Usually this happens when the language model for rescoring is not the superset of the language model for decoding. Therefore, some words in the lattice may not be recognized when rescoring.
Take an example to show the bad effect. Suppose 1,2,3,... are the states in the lattices, and A,B,C are the words on the edge. Consider this lattice:
1---(A)---2---(B)---3---(C)---5
\ /
--(D)---4---(E)--
where A-D-E is supposed to be the correct result, and B is a low frequency word such that B does not appear in the vocabulary list. It can be imagined that the weight of 2-(B)-3 is large, so that the one-best algorithm is less likely to choose this path.
Now, in the rescoring procedure, we subtract the weight of them, so 2-(B)-3 is smaller than others. Normally we do not need to worry about that, because it may soon be added by another large number (as it is low frequency), or removed (as it does not appear in the vocabulary list).
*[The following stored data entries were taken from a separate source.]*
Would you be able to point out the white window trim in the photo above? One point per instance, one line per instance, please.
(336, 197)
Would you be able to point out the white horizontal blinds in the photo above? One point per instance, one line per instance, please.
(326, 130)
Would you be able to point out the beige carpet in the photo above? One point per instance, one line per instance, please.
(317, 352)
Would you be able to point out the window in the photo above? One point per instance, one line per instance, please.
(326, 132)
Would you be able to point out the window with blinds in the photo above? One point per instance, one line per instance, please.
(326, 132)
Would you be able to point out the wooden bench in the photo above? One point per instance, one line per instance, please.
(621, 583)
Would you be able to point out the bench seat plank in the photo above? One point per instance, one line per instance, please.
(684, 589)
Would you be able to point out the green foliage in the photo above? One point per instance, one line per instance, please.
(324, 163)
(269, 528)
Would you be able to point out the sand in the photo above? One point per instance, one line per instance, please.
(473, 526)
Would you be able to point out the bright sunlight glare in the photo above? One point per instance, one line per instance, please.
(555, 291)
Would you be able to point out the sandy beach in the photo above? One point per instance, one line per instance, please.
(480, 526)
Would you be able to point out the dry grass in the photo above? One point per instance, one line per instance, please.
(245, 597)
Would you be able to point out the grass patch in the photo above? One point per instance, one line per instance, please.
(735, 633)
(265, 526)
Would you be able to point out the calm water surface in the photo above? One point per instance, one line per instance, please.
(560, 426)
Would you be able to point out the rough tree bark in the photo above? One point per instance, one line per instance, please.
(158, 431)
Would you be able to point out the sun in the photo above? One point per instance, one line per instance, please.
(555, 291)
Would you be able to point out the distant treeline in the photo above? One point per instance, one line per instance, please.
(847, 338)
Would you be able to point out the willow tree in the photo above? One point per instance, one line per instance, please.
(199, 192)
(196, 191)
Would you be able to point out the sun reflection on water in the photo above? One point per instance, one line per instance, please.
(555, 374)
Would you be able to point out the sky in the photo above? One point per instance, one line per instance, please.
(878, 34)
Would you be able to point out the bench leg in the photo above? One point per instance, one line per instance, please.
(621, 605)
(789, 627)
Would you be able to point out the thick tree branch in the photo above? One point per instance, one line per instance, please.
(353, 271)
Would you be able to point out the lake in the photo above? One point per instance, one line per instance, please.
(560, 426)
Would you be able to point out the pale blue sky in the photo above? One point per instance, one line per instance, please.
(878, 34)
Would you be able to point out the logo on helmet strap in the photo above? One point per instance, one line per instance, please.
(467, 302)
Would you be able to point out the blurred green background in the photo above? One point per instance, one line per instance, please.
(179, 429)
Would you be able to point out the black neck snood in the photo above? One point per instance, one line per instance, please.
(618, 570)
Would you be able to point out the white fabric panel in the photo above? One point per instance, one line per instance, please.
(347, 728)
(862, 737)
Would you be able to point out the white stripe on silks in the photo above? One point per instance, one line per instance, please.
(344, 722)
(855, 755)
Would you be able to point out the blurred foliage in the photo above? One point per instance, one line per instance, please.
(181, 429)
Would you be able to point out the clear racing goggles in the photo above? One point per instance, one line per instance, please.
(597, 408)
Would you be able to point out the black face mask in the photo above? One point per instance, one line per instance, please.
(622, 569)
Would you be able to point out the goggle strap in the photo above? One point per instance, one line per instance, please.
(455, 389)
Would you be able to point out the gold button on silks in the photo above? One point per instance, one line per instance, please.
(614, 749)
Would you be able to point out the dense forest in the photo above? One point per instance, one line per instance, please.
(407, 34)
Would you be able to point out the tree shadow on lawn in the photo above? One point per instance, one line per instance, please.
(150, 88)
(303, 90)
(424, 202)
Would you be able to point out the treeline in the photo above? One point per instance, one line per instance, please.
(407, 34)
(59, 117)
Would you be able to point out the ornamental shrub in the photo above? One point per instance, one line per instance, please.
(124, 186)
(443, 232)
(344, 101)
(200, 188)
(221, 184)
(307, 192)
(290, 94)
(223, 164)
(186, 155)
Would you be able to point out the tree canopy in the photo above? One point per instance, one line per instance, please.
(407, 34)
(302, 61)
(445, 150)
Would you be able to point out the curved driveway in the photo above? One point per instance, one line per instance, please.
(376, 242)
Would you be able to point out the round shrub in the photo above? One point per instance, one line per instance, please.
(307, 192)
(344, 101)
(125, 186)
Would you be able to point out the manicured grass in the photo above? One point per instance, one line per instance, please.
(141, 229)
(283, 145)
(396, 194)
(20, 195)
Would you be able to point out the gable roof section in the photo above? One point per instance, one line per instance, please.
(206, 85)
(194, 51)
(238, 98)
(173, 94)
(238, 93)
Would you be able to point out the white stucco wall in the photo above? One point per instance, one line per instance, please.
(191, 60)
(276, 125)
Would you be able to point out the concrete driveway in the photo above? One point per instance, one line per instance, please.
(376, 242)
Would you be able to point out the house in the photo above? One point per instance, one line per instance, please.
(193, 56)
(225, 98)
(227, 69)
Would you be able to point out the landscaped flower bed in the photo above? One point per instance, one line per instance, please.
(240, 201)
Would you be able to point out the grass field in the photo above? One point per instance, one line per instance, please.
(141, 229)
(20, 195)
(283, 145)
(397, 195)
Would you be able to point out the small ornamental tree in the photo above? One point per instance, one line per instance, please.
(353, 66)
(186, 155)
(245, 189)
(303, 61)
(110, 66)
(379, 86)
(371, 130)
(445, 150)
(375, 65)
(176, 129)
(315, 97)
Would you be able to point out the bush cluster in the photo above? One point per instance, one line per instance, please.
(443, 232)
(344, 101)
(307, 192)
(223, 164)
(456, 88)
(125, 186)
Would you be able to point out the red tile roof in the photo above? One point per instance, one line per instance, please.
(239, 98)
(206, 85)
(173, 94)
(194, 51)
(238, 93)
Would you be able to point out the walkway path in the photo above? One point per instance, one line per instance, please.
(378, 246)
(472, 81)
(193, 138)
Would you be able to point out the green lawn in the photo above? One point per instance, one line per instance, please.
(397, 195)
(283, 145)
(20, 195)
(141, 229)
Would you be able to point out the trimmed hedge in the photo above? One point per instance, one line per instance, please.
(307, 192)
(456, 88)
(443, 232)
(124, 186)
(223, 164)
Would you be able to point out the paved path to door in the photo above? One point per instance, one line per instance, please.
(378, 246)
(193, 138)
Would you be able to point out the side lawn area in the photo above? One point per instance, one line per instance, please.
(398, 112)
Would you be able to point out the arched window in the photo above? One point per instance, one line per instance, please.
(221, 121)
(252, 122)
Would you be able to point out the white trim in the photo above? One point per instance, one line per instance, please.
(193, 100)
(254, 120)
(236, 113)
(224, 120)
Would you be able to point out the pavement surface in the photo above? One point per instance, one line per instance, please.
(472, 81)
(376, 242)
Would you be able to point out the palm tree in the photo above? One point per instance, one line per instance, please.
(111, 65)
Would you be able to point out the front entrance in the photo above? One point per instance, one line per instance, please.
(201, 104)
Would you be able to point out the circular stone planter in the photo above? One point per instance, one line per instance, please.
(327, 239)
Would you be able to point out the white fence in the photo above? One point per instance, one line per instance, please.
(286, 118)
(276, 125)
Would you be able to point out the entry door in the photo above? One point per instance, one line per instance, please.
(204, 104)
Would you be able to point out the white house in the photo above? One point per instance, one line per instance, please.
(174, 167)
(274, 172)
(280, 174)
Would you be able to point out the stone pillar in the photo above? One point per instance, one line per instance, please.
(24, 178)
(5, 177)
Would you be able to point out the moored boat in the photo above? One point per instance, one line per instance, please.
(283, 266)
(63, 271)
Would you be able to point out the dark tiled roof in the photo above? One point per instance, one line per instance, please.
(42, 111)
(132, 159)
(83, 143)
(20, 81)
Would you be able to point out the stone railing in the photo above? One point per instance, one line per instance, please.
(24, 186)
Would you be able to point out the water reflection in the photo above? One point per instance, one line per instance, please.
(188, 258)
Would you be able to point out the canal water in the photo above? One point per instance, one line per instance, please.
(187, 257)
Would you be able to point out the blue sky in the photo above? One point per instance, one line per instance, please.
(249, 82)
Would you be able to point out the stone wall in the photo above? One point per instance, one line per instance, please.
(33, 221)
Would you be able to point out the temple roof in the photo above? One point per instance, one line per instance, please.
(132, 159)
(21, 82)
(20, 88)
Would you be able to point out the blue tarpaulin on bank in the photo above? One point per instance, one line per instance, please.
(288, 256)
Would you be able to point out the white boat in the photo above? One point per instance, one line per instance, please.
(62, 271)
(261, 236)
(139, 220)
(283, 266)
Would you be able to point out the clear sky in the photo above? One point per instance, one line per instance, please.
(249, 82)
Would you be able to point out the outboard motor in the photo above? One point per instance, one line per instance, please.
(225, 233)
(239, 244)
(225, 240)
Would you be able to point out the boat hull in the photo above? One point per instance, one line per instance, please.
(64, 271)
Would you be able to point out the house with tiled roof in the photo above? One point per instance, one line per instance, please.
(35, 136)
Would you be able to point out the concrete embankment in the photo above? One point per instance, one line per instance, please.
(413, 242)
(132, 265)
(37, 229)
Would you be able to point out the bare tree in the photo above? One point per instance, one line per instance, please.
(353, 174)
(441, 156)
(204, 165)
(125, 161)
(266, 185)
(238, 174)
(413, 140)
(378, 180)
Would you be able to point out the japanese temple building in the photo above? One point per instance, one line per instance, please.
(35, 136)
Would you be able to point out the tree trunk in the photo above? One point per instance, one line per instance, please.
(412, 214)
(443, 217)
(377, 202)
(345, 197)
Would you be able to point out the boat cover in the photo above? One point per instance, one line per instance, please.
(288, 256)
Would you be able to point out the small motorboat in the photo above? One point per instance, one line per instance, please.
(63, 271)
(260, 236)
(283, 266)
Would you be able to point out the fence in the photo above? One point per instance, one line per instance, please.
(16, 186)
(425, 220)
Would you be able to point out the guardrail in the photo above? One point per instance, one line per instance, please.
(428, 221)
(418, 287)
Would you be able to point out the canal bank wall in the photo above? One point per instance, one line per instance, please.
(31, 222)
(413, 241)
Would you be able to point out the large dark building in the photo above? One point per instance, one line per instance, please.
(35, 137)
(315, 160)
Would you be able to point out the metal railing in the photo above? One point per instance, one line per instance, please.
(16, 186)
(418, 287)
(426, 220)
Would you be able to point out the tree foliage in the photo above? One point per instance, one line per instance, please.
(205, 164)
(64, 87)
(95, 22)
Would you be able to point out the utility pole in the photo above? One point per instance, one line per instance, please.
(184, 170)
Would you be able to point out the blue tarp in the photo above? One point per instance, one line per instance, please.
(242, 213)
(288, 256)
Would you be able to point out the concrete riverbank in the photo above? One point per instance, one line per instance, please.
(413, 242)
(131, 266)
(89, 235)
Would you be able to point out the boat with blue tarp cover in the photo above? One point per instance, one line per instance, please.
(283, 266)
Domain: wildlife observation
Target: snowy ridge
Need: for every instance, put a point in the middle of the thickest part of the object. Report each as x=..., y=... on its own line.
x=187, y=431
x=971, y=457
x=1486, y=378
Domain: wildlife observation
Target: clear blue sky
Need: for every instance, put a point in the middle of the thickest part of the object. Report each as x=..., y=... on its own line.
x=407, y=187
However, since A-B will trigger the bug, the probability may be backoff(A), which means 2-(B)-3 is not so large, so the result may be mistakenly set to A-B-C.
This is also the reason that carpa differs from the fst-like structure. In the fst-like structure, edge near B will be removed if B is out of vocabulary. It would definitely reduce the error when the language model is small, but it is unexpected when the model is large.